Einfach aufhören, “so viel” Geld auszugeben. Einfach mehr verdienen. Einfach mehr sparen. Einfach! Ich wusste dass es dazu mehr zu beachten gibt. Irgendwann war ich aber so tief die Leidensspirale heruntergerutscht dass ich dachte, der einzige Ausweg sei, mit einem Schlag an viel, viel Geld zu kommen – und dann immer wieder. Völlig logisch.

Und dann wären alle Geldsorgen für immer verschwunden.

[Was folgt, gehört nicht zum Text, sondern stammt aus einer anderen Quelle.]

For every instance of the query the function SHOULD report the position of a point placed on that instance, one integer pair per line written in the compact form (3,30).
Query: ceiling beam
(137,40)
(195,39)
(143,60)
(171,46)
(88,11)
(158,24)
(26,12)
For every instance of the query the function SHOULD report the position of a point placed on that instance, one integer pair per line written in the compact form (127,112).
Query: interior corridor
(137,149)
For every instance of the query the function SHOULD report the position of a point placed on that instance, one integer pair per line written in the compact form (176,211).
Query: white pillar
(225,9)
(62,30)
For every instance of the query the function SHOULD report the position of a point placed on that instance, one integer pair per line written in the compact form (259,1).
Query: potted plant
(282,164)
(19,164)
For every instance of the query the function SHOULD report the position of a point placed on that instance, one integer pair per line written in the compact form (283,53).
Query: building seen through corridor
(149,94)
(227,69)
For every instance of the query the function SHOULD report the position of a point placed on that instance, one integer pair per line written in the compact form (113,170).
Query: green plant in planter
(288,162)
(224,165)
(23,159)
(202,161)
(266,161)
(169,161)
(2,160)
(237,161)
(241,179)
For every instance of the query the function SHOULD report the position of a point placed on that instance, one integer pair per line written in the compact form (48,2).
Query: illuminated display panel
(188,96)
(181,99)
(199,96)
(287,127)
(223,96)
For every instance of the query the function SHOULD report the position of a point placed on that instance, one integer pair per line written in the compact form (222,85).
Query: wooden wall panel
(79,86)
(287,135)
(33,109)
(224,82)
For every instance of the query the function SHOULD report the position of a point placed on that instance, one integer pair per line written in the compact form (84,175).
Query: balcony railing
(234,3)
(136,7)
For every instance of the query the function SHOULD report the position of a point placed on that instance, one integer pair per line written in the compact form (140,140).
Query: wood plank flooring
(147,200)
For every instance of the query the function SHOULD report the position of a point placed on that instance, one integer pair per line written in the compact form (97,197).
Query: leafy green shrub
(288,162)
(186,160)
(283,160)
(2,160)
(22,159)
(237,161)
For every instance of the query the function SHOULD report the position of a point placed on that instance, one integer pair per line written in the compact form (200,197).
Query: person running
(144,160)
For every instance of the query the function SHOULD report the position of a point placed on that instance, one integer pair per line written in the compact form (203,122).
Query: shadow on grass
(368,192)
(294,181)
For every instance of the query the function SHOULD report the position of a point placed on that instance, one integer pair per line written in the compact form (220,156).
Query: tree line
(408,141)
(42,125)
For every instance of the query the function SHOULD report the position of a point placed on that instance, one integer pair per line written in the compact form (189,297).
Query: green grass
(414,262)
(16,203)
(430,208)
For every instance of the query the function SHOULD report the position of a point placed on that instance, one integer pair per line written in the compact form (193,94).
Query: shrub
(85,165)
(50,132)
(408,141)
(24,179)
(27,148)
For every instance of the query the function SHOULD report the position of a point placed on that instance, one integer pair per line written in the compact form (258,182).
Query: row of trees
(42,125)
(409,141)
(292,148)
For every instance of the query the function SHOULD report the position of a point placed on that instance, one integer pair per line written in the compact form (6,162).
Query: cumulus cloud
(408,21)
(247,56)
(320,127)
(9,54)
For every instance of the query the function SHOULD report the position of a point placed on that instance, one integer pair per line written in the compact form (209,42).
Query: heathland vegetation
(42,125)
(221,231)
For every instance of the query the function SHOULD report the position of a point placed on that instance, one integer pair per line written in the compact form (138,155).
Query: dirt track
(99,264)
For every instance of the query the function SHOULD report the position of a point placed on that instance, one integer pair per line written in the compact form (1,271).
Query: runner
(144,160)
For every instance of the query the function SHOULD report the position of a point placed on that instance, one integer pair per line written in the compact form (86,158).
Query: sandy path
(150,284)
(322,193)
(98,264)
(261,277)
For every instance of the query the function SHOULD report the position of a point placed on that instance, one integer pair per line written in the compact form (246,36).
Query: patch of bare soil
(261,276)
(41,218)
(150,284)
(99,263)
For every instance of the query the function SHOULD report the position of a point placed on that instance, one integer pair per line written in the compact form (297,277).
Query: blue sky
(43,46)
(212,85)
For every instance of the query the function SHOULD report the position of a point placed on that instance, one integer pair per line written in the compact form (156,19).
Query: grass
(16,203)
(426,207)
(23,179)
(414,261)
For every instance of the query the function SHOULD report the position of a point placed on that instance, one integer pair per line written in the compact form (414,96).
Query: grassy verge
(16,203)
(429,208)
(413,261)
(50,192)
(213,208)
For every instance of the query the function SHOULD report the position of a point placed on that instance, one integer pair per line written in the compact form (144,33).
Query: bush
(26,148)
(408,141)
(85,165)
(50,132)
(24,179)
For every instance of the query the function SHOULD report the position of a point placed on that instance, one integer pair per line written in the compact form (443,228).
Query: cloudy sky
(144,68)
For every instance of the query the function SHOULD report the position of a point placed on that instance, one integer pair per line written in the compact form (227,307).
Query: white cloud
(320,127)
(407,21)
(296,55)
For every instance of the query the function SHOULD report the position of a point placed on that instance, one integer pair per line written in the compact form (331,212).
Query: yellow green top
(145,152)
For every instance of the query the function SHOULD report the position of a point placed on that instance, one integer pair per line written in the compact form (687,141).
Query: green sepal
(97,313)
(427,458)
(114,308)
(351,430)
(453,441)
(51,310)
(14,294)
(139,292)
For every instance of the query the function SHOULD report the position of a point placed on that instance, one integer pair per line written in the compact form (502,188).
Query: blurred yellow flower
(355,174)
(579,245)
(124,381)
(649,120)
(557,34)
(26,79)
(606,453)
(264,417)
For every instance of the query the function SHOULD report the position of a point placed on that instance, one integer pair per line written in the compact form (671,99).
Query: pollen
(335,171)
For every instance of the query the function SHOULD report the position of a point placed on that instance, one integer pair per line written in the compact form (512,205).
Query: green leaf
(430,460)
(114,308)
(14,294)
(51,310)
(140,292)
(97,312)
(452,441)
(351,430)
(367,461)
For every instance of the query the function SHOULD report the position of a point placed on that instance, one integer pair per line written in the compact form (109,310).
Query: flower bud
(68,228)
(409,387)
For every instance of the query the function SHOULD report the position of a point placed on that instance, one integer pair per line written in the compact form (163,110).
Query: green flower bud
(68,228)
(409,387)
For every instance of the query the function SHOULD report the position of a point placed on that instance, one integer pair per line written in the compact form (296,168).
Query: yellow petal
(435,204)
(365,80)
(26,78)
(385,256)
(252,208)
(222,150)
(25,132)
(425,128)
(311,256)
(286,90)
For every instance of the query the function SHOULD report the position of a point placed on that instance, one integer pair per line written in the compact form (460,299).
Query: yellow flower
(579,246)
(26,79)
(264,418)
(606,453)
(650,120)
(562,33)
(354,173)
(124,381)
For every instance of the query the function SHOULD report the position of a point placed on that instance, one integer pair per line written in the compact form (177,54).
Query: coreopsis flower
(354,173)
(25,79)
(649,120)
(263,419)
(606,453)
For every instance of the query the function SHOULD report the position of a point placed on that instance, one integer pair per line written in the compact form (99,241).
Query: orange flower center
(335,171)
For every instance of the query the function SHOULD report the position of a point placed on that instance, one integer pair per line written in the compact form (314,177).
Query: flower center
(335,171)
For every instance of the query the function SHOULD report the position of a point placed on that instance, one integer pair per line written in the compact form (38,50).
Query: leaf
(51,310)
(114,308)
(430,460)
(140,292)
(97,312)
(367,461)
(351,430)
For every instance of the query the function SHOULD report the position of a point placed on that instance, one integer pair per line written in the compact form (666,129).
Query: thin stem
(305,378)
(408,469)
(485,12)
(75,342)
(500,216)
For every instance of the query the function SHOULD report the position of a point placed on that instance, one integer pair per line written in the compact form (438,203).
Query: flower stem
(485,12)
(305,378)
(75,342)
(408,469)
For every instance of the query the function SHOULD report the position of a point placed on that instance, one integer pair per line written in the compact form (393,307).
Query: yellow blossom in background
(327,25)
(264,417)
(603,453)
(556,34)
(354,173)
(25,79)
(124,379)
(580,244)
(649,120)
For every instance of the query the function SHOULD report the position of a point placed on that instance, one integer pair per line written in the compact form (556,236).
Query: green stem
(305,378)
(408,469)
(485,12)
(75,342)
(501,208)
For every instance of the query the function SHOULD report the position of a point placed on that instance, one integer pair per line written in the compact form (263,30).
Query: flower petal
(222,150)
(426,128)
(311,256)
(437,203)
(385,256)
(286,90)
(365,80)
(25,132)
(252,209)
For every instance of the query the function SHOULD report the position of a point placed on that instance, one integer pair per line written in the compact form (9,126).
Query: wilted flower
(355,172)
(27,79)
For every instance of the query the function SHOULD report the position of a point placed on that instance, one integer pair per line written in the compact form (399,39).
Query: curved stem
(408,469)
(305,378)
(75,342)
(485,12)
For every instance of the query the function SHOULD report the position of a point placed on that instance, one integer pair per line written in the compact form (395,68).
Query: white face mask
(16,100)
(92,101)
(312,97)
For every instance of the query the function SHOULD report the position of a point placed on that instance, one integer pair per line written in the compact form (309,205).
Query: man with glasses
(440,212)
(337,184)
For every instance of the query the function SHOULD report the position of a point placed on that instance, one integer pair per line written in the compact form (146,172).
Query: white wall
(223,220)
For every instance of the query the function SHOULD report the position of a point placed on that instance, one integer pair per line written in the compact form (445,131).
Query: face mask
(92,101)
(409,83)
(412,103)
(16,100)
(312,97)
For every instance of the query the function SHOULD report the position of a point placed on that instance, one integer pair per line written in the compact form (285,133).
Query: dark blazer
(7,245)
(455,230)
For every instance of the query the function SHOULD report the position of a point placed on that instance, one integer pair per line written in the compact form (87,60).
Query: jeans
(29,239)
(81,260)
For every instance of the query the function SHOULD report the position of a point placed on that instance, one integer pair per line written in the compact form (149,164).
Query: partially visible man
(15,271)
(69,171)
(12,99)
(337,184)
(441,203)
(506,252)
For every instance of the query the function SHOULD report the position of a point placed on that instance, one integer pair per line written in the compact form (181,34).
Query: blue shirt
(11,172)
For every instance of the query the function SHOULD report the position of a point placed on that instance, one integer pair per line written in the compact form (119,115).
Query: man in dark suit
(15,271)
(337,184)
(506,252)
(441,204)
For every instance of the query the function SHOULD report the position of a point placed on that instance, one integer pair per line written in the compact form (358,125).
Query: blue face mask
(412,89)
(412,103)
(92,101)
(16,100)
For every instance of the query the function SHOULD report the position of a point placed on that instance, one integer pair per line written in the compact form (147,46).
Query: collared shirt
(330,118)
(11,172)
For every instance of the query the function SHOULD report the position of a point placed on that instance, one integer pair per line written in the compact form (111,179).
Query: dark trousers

Dieses Denken ist es, was so viele Menschen mit geringem Einkommen dazu treibt, monatlich oder gar wöchentlich, jahrelang, Geld für ein Lottoticket auszugeben in der Hoffnung, nein – mit dem Wissen – irgendwann werden sie noch ihr Glück erleben, man darf niemals aufgeben! Das sie genauso gut jede Woche hätten sparen oder investieren können, sodass sie mit der Zeit garantiert, ohne Hoffen und Bangen, dank des Zinseszins-Effekts so etwas wie “reich” werden würden.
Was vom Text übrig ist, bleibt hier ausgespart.